Maison > Nouvelles > Le conte cyberpunk de Marc Laidlaw arrive sur Netflix dans Love, Death + Robots

Bien avant de devenir le scénariste en chef de Valve et l'un des principaux architectes de l'univers Half-Life, Marc Laidlaw a écrit sa nouvelle cyberpunk « 400 Boys » en 1981, à l'âge de 21 ans. Publiée à l'origine dans le magazine Omni en 1983, cette histoire réaliste a ensuite été reprise dans l'influent recueil Mirrorshades: The Cyberpunk Anthology. Sur son site web, Laidlaw note avec ironie que « 400 Boys » est peut-être son œuvre la plus lue, dépassée uniquement par son texte promotionnel pour Dota 2.
L'histoire suit des gangs en guerre dans une ville post-apocalyptique régie par des codes semblables à ceux du bushido, jusqu'à l'arrivée perturbatrice de la faction éponyme des 400 Boys qui force des alliances improbables. Aujourd'hui, grâce à la célèbre anthologie Love, Death & Robots de Netflix, le réalisateur Robert Valley (connu pour l'épisode « Ice » récompensé par un Emmy) donne vie à cette œuvre de jeunesse de Laidlaw dans un animation époustouflante, avec la voix de John Boyega.

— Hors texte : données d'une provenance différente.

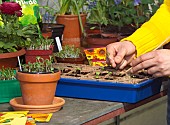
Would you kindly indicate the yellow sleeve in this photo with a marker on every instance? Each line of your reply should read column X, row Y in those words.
column 152, row 33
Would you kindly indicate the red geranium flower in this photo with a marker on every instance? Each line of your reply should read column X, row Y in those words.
column 10, row 8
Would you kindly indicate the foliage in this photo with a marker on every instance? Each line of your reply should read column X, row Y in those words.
column 69, row 52
column 48, row 11
column 98, row 12
column 13, row 35
column 40, row 66
column 135, row 13
column 121, row 12
column 7, row 74
column 41, row 44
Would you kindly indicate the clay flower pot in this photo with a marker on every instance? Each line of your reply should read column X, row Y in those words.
column 10, row 59
column 38, row 89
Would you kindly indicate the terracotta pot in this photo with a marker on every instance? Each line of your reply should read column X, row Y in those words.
column 10, row 59
column 71, row 60
column 72, row 31
column 47, row 34
column 38, row 89
column 31, row 55
column 97, row 40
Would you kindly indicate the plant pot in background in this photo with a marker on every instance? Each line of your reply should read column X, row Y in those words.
column 53, row 30
column 38, row 89
column 72, row 31
column 10, row 59
column 9, row 89
column 31, row 55
column 71, row 60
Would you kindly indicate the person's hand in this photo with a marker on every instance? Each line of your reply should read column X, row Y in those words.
column 119, row 54
column 156, row 62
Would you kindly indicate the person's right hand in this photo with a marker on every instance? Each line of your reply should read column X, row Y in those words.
column 119, row 54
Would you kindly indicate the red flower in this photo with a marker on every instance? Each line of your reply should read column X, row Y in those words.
column 10, row 8
column 18, row 13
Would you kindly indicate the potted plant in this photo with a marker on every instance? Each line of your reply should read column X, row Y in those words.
column 9, row 85
column 38, row 82
column 70, row 54
column 50, row 29
column 99, row 17
column 13, row 35
column 42, row 47
column 129, row 15
column 72, row 15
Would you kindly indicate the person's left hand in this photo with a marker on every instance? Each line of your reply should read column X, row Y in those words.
column 156, row 62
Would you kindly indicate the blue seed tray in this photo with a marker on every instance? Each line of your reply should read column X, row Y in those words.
column 9, row 89
column 108, row 91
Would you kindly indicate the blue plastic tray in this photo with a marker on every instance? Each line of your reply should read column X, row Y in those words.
column 109, row 91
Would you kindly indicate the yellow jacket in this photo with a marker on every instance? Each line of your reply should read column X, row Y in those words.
column 154, row 32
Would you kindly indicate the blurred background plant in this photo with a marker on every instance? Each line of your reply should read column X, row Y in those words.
column 132, row 12
column 121, row 13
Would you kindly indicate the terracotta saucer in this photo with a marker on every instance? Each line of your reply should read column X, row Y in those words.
column 17, row 104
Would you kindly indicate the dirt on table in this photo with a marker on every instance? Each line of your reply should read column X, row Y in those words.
column 103, row 74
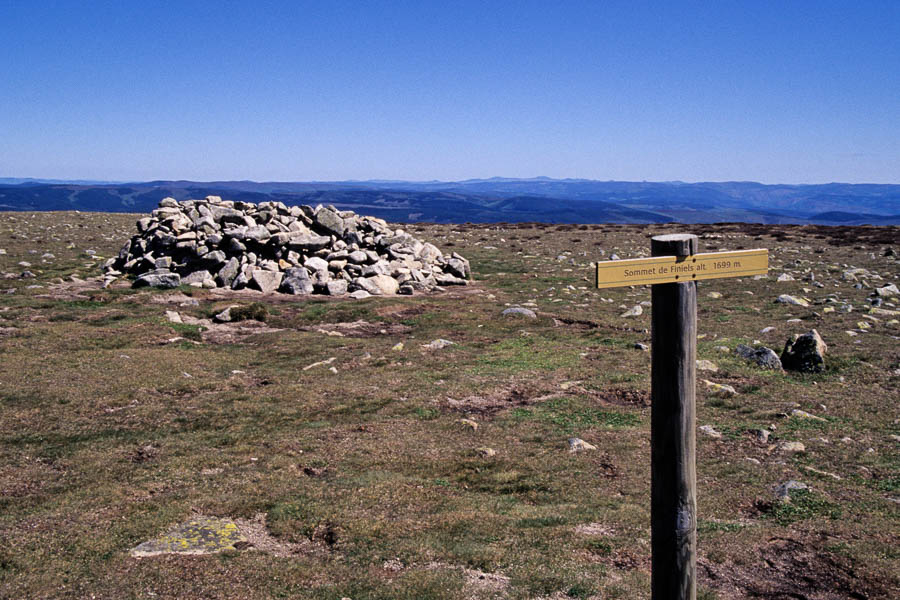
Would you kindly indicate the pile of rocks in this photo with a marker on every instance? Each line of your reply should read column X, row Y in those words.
column 273, row 247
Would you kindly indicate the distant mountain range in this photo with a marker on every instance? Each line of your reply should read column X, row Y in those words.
column 539, row 199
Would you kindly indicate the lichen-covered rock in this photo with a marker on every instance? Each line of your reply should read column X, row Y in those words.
column 762, row 356
column 220, row 243
column 805, row 353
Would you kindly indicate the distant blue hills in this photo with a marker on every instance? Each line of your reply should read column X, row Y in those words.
column 498, row 199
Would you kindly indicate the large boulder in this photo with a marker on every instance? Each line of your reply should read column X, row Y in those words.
column 805, row 353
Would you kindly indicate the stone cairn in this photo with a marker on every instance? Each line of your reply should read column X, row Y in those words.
column 215, row 243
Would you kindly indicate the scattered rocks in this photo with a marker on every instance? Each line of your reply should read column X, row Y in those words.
column 805, row 353
column 271, row 247
column 763, row 357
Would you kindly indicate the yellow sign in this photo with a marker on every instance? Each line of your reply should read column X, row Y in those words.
column 678, row 269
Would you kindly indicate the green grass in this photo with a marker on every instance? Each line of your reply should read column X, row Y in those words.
column 804, row 504
column 369, row 466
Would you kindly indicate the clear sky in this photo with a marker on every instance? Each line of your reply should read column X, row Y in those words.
column 791, row 92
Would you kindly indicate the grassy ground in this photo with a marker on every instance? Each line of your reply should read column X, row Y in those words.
column 365, row 478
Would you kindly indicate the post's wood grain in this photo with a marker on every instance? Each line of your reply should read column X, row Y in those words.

« L'inspiration m'est venue en me promenant dans Eugene », se souvient Laidlaw. « En voyant toutes ces affiches de groupes de musique sur les poteaux téléphoniques, j'ai eu envie d'inventer des noms de groupes fictifs, ce qui m'a amené à créer tout cet univers régi par des gangs. »
Malgré l'intérêt précoce de Tim Miller, du studio Blur, vers 2009, l'adaptation a langui jusqu'à ce que la sortie de Love, Death & Robots en 2019 change tout. « Quand j'ai vu ce qu'ils avaient fait avec « The Drowned Giant » de Ballard, j'ai su que c'était l'endroit idéal pour « 400 Boys », explique Laidlaw.

Après avoir pris sa « retraite » officieuse de Valve en 2016, Laidlaw s'est lancé dans la composition musicale et des collaborations sélectives. « Je me suis peut-être retiré de manière trop catégorique », admet-il. « L'industrie de l'édition s'est transformée pendant que je travaillais dans le domaine des jeux vidéo, mais je n'ai pas fini de créer. »
Bien qu'il soit reconnaissant à Valve pour ses documentaires anniversaire qui l'ont aidé à faire le point sur son héritage dans le domaine du jeu vidéo (« Cela m'a fait du bien de renouer avec d'anciens collègues »), Laidlaw affirme fermement qu'il ne reviendrait pas pour d'hypothétiques projets Half-Life. « Ce sont les nouveaux créateurs qui doivent façonner cet avenir, c'est leur tour maintenant », estime-t-il.
Étonnamment, les opportunités qui se sont présentées après Valve n'ont pas répondu à ses attentes. « La plupart des offres concernaient des synopsis de jeux mobiles, ce qui n'est pas vraiment mon domaine », dit Laidlaw en riant, même s'il reste ouvert à des opportunités intéressantes dans le domaine de l'écriture de jeux, citant les projets de Hideo Kojima comme des possibilités intrigantes.
Alors que « 400 Boys » connaît un regain d'intérêt inattendu quatre décennies plus tard, Laidlaw s'émerveille de son parcours créatif : « D'une manière ou d'une autre, j'ai toujours été au cœur des moments culturels importants : d'abord l'émergence du cyberpunk, puis le succès de Half-Life. » Avec son humilité caractéristique, il ajoute : « J'ai surtout eu la chance de travailler avec des personnes brillantes au bon moment. »
Si Half-Life appartient à son passé, l'histoire de Laidlaw montre comment les premières graines créatives peuvent fleurir de manière surprenante, que ce soit à travers les adaptations Netflix 40 ans plus tard ou l'évolution continue des franchises qu'il a contribué à façonner. Pour ce conteur chevronné, le prochain chapitre créatif reste à écrire.